Setsul, idk why you assumed I thought this is a lottery, thinking that I claimed floating point arithmetic was random. You completely misunderstood me if you think I claimed something so obviously wrong, and I am not sure why you would invest so much time into disproving this false premise rather than understand what I said better.
Now, let's look back at the whole point of this discussion, which in your many paragraphs, you granted only one sentence to: "Why that happens is a different rabbit hole.", where there is some kind of variation that causes some servers to grant 40 and on others grant 41.
If you actually look at the source code for glibc (or UCRT, if you reverse engineered it), you'll see they don't use the instructions you mentioned. This is why in my response, I expected this to be the most likely cause of that difference, and then put a very, very low chance on some other system. These implementations are constant on any one system, but vary based on what implementation is on that system. Far from the "random" you somehow interpreted.
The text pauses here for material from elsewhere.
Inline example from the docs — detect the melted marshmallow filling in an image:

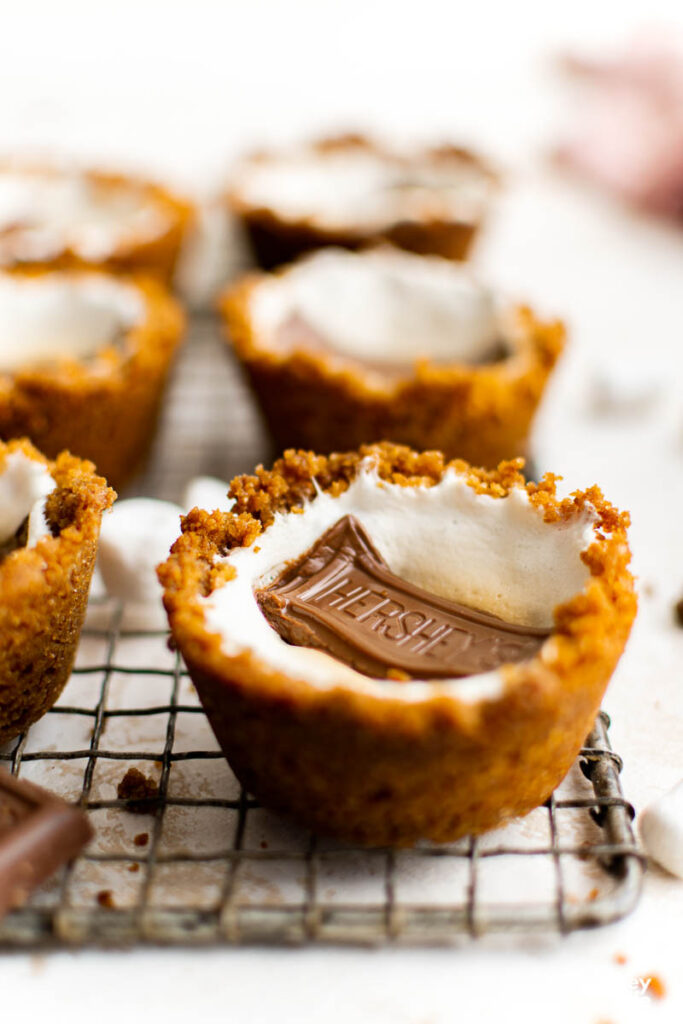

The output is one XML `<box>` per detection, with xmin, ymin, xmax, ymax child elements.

Anyways, to make it more clear: when I laid out every single aspect of the system which computes this value (notice how I listed out operation (4) but did not identify it as a cause, because there was no new data involved in the operation), and talked about error, I was talking about the IEEE 754 representations of those values, but I didn't bother to actually check the representation as you did, so thank you for that. To be even more specific:
"combined with the result of (1). Given that this is a ceil, you wouldn't need a huge error for it to bump up to 41."
I was talking about the representation of 0.2f, which I did not look at exactly, but suspected was the cause.
"it is likely the attribute manager causing it (3), but I find it extremely unlikely it could create an error large enough to see this discrepancy."
I was talking about the representations of the various numbers used in the attribute manager system, which again, I did not bother to look up.
Given that "floating point error" is a standard term, I struggle to see what really tripped you up here and caused you to so confidently write up this response without a single doubt. Looking forward to your reply. Hope this finds you well.